Dynamic analysis, also called dynamic code analysis, is the process of analyzing computer software by executing the program in real-time. The objective is to find errors in a program while it is running, rather than by repeatedly examining the code offline—in contrast to static analysis.
When applied specifically to security testing, dynamic analysis is known as Dynamic Application Security Testing (DAST).
What kind of problems can dynamic analysis find?
Dynamic analysis excels at finding issues that only manifest when code actually runs:
- Memory errors — leaks, buffer overflows, use-after-free (see Memory Safety)

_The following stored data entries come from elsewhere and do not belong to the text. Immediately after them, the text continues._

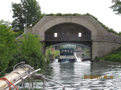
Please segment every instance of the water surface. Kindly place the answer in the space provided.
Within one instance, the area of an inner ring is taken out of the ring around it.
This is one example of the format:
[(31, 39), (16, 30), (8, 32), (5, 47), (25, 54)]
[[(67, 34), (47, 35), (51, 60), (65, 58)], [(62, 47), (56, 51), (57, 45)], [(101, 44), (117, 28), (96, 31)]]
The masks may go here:
[[(46, 78), (62, 83), (66, 90), (121, 90), (121, 66), (104, 62), (82, 62), (80, 53), (76, 53), (77, 62), (59, 63), (57, 60), (42, 69)], [(84, 56), (85, 57), (85, 56)], [(86, 56), (88, 57), (88, 55)], [(84, 79), (84, 76), (102, 76), (98, 79)], [(108, 77), (107, 79), (104, 77)], [(112, 76), (113, 78), (109, 78)], [(42, 82), (35, 83), (42, 88)], [(62, 90), (61, 86), (47, 82), (49, 90)]]

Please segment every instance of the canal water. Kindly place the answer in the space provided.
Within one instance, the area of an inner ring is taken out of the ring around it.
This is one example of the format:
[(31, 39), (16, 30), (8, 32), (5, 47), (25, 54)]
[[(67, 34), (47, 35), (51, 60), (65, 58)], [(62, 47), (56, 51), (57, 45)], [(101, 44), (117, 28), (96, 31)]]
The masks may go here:
[[(104, 62), (82, 62), (89, 55), (75, 53), (77, 62), (59, 63), (57, 60), (42, 69), (46, 78), (62, 83), (66, 90), (121, 90), (121, 66)], [(98, 78), (94, 78), (98, 76)], [(93, 78), (91, 78), (93, 77)], [(36, 82), (36, 88), (42, 88), (42, 82)], [(48, 90), (62, 90), (52, 82), (46, 82)]]

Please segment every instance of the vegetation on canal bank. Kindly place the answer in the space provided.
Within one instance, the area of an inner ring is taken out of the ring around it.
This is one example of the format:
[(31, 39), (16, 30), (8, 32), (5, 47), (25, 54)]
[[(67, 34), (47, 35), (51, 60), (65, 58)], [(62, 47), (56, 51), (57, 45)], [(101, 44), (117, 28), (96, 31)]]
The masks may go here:
[(12, 55), (15, 54), (17, 44), (15, 35), (11, 30), (9, 22), (0, 21), (0, 71), (8, 67)]
[(40, 38), (38, 35), (28, 35), (23, 34), (23, 37), (18, 40), (20, 43), (18, 45), (18, 50), (16, 54), (13, 55), (10, 63), (15, 65), (18, 62), (25, 61), (27, 64), (35, 67), (44, 65), (45, 57), (42, 52), (40, 52), (42, 44), (40, 43)]
[(100, 58), (96, 57), (95, 59), (121, 63), (121, 46), (118, 49), (113, 50), (110, 54)]
[(15, 65), (18, 62), (25, 63), (34, 68), (40, 67), (47, 62), (40, 52), (42, 44), (37, 35), (23, 34), (23, 38), (15, 41), (15, 33), (11, 31), (9, 22), (0, 21), (0, 71)]
[(57, 58), (59, 55), (60, 55), (60, 51), (55, 51), (54, 48), (52, 48), (52, 45), (51, 46), (48, 46), (47, 47), (47, 59), (54, 59), (54, 58)]

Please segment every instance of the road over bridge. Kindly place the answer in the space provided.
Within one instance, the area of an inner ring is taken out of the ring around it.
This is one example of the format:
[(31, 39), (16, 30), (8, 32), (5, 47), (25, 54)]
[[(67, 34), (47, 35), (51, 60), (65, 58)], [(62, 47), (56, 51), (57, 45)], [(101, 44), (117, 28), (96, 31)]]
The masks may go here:
[(108, 32), (92, 16), (44, 16), (27, 31), (39, 35), (41, 42), (45, 43), (43, 50), (59, 43), (84, 44), (90, 47), (92, 59), (121, 45), (121, 37)]

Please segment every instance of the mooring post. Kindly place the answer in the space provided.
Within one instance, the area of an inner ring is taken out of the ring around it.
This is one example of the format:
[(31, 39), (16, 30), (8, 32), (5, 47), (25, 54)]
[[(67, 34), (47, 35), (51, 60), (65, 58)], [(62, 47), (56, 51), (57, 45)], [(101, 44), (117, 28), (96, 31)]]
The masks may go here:
[(46, 87), (46, 82), (45, 82), (45, 77), (43, 76), (43, 90), (45, 90), (45, 87)]

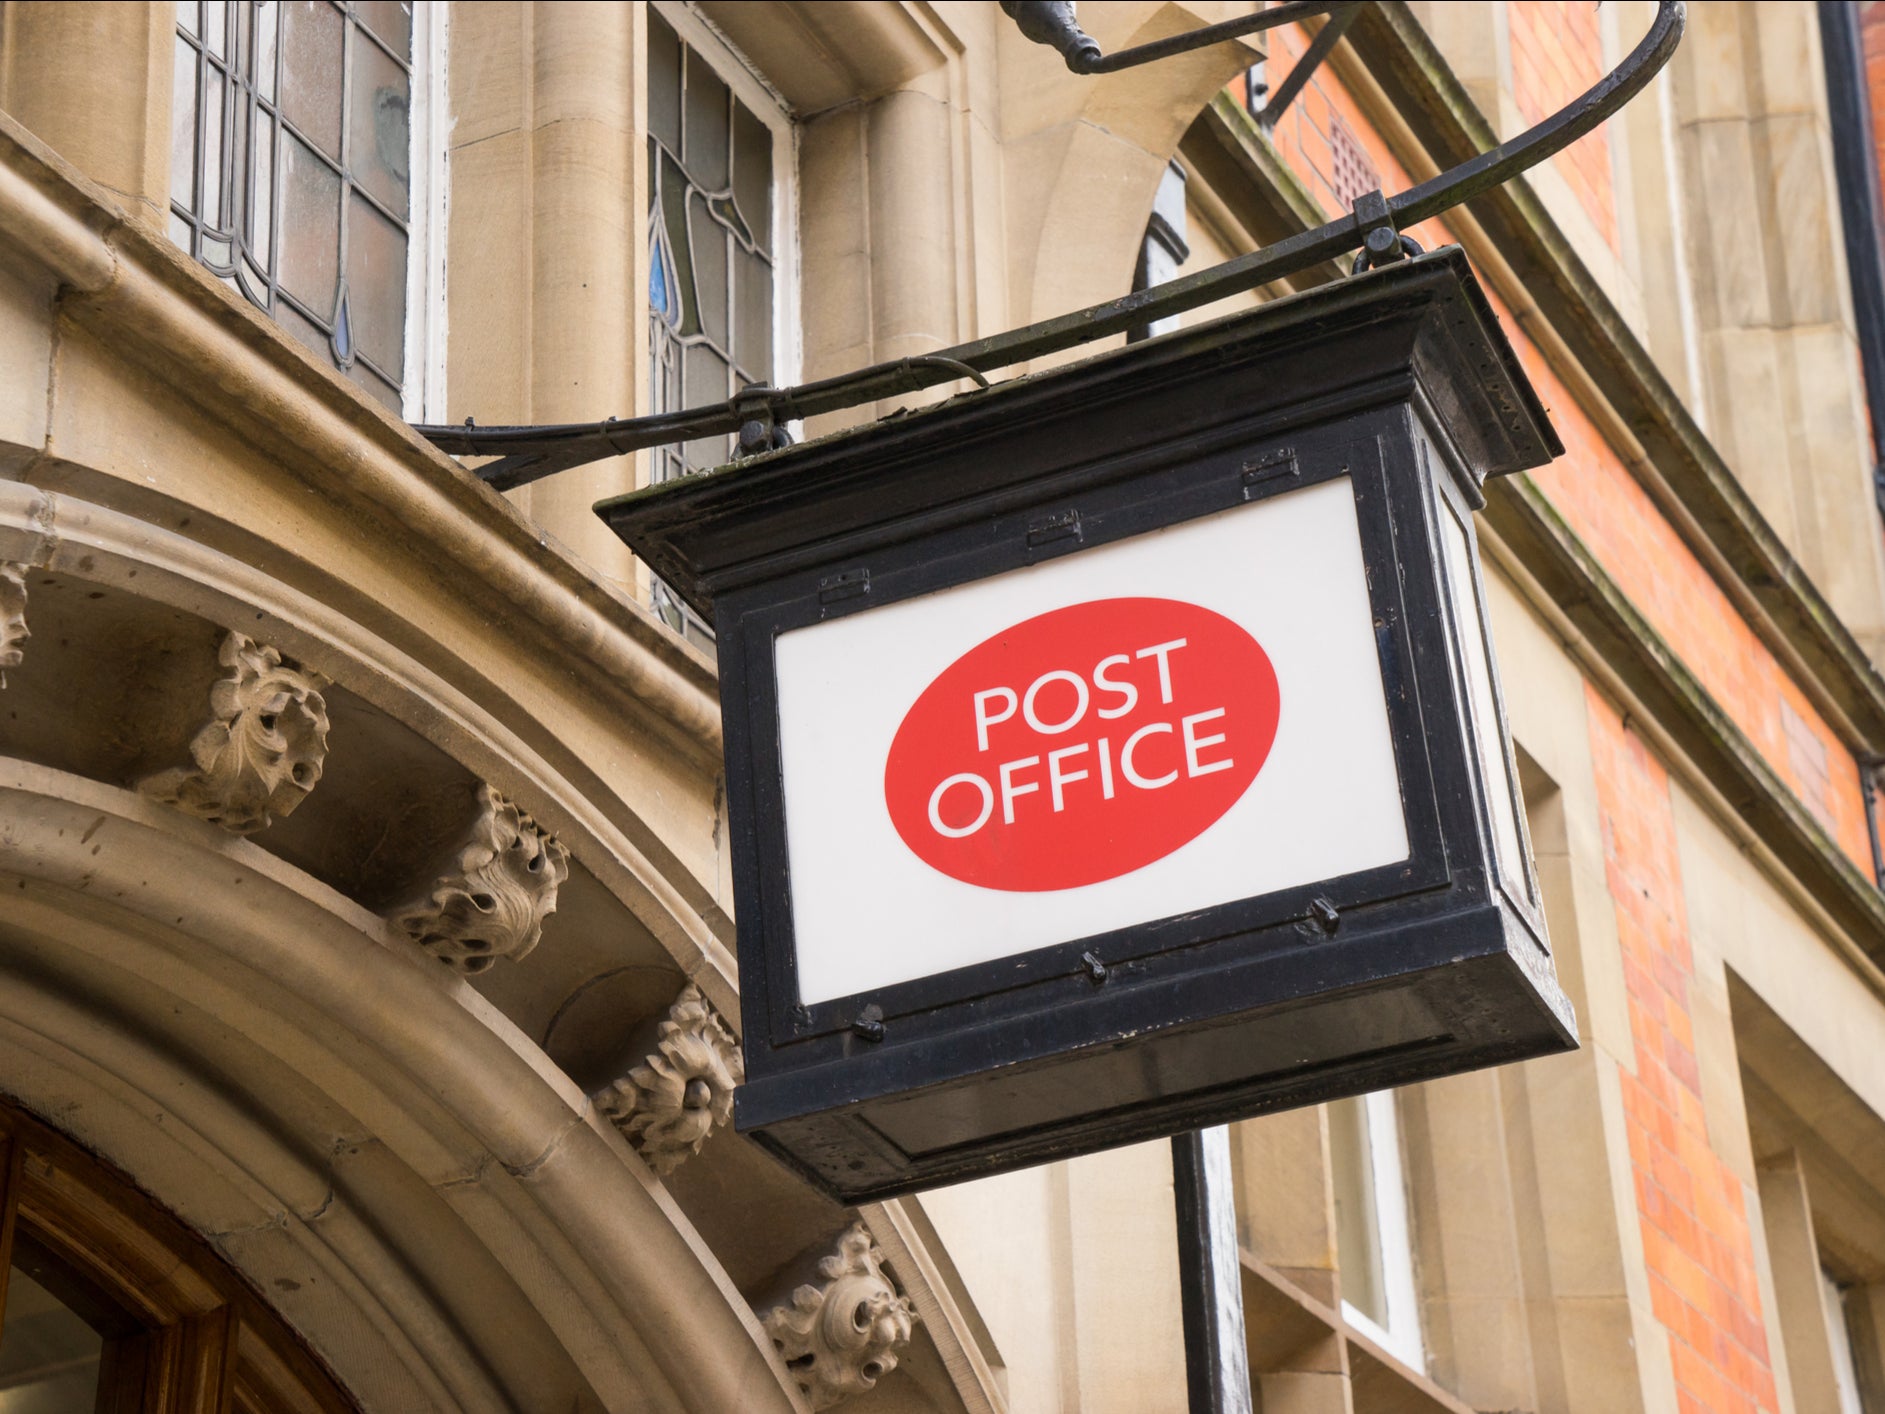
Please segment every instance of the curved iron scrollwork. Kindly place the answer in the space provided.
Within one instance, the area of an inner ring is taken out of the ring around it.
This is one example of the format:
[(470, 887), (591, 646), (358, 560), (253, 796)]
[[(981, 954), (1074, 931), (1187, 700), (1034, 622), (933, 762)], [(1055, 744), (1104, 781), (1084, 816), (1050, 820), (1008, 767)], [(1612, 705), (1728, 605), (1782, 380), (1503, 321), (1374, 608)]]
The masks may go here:
[[(1110, 72), (1111, 68), (1125, 67), (1128, 60), (1144, 63), (1285, 20), (1341, 8), (1344, 7), (1335, 4), (1283, 5), (1228, 21), (1229, 29), (1226, 25), (1207, 26), (1091, 60), (1083, 57), (1086, 50), (1077, 41), (1070, 41), (1074, 53), (1069, 56), (1068, 64), (1080, 73)], [(1254, 23), (1259, 20), (1264, 23)], [(965, 376), (987, 374), (1044, 354), (1123, 334), (1153, 320), (1267, 285), (1349, 251), (1365, 248), (1369, 253), (1368, 263), (1391, 260), (1400, 254), (1402, 230), (1470, 201), (1537, 166), (1591, 132), (1642, 92), (1675, 53), (1686, 22), (1683, 0), (1658, 0), (1655, 21), (1622, 63), (1576, 101), (1510, 142), (1482, 152), (1397, 196), (1384, 197), (1378, 191), (1369, 192), (1356, 201), (1347, 215), (1326, 225), (1153, 289), (1135, 291), (1072, 314), (954, 348), (939, 349), (923, 358), (872, 364), (792, 388), (748, 388), (723, 403), (658, 413), (652, 417), (610, 418), (597, 423), (551, 427), (476, 427), (467, 422), (462, 427), (415, 430), (444, 451), (461, 456), (499, 458), (477, 468), (476, 475), (498, 490), (509, 490), (571, 467), (623, 456), (644, 447), (737, 433), (744, 424), (754, 421), (776, 426), (894, 397), (898, 393), (917, 392)], [(1075, 33), (1078, 33), (1077, 26)], [(1087, 43), (1091, 45), (1092, 41), (1087, 40)], [(1092, 45), (1092, 53), (1099, 54), (1097, 45)], [(1111, 68), (1082, 68), (1082, 64)]]
[(1036, 44), (1045, 44), (1056, 50), (1074, 73), (1116, 74), (1121, 69), (1169, 59), (1174, 54), (1188, 54), (1193, 49), (1208, 49), (1227, 39), (1240, 39), (1246, 34), (1275, 29), (1278, 25), (1295, 20), (1306, 20), (1311, 15), (1352, 9), (1354, 0), (1335, 0), (1333, 4), (1291, 0), (1289, 4), (1259, 10), (1254, 15), (1239, 15), (1234, 20), (1205, 25), (1202, 29), (1174, 34), (1166, 39), (1155, 39), (1150, 44), (1136, 44), (1117, 54), (1100, 53), (1099, 44), (1092, 35), (1080, 28), (1079, 21), (1074, 18), (1072, 0), (1001, 0), (1001, 8), (1022, 34)]

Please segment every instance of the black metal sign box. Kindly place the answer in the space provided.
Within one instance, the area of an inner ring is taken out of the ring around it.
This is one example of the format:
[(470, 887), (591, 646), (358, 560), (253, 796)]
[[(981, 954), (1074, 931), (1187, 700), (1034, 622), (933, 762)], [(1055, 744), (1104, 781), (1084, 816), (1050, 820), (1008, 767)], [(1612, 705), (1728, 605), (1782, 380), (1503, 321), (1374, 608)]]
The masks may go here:
[(599, 506), (718, 633), (738, 1127), (860, 1202), (1573, 1047), (1471, 515), (1560, 450), (1448, 249)]

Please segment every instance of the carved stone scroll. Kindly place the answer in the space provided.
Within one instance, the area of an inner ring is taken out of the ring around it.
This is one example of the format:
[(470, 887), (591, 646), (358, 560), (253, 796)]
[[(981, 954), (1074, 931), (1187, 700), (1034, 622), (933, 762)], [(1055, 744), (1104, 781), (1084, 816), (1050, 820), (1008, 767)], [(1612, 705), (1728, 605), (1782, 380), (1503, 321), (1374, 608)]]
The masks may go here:
[(252, 835), (291, 812), (314, 789), (327, 758), (327, 702), (317, 673), (239, 633), (217, 660), (228, 674), (209, 692), (209, 722), (190, 743), (195, 763), (138, 782), (153, 800)]
[(426, 893), (395, 910), (393, 924), (432, 956), (464, 973), (500, 957), (520, 958), (543, 936), (569, 851), (488, 785), (452, 866)]
[(7, 685), (7, 669), (26, 660), (26, 566), (0, 561), (0, 687)]
[(883, 1273), (884, 1254), (861, 1222), (818, 1264), (826, 1280), (792, 1293), (792, 1304), (761, 1318), (786, 1368), (813, 1409), (862, 1394), (897, 1368), (910, 1343), (916, 1308)]
[(595, 1098), (648, 1166), (665, 1176), (700, 1152), (715, 1125), (733, 1117), (733, 1090), (746, 1079), (746, 1066), (733, 1033), (691, 982), (656, 1034), (654, 1054)]

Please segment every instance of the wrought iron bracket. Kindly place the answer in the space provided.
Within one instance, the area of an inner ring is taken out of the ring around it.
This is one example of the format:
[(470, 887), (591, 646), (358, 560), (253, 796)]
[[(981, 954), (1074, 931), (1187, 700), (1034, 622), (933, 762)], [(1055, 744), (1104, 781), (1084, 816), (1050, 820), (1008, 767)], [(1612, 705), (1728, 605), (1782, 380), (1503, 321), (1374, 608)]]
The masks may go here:
[(1322, 61), (1329, 57), (1329, 51), (1348, 33), (1348, 27), (1360, 13), (1359, 4), (1331, 7), (1328, 23), (1316, 31), (1316, 37), (1309, 41), (1308, 49), (1303, 51), (1302, 58), (1296, 61), (1288, 76), (1271, 91), (1268, 101), (1261, 108), (1251, 109), (1250, 115), (1257, 120), (1257, 126), (1265, 132), (1276, 126), (1276, 120), (1283, 116), (1284, 110), (1296, 101), (1296, 95), (1316, 76)]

- Concurrency bugs — race conditions, deadlocks, thread safety violations
- Performance bottlenecks — slow functions, inefficient algorithms under real load
- Security vulnerabilities — injection flaws, authentication bypasses, exposed endpoints
- Code coverage gaps — untested paths, unreachable code in practice
How dynamic analysis works
Dynamic analysis tools instrument running programs to observe their behavior:
- Profilers measure execution time, memory usage, and call frequency
- Sanitizers detect memory errors, undefined behavior, and data races
- Fuzzers generate random inputs to find crash-inducing edge cases
- Security scanners probe applications for exploitable vulnerabilities
Static vs dynamic analysis
| Dynamic Analysis | Static Analysis |
|---|---|
| Tests actual execution | Analyzes code structure |
| No false positives on detected issues | May flag non-issues |
| Limited to tested paths | Examines all code paths |
| Requires running environment | Works on source code alone |
| Catches runtime-specific bugs | Catches bugs at compile time |
Dynamic analysis in security
DAST tools perform dynamic analysis on web applications by:
- Crawling the application to discover endpoints
- Sending malicious inputs to test for vulnerabilities
- Analyzing responses for signs of exploitation
Unlike SAST, DAST finds vulnerabilities that are actually exploitable in the running application, but it can only test exposed interfaces and requires a deployed environment.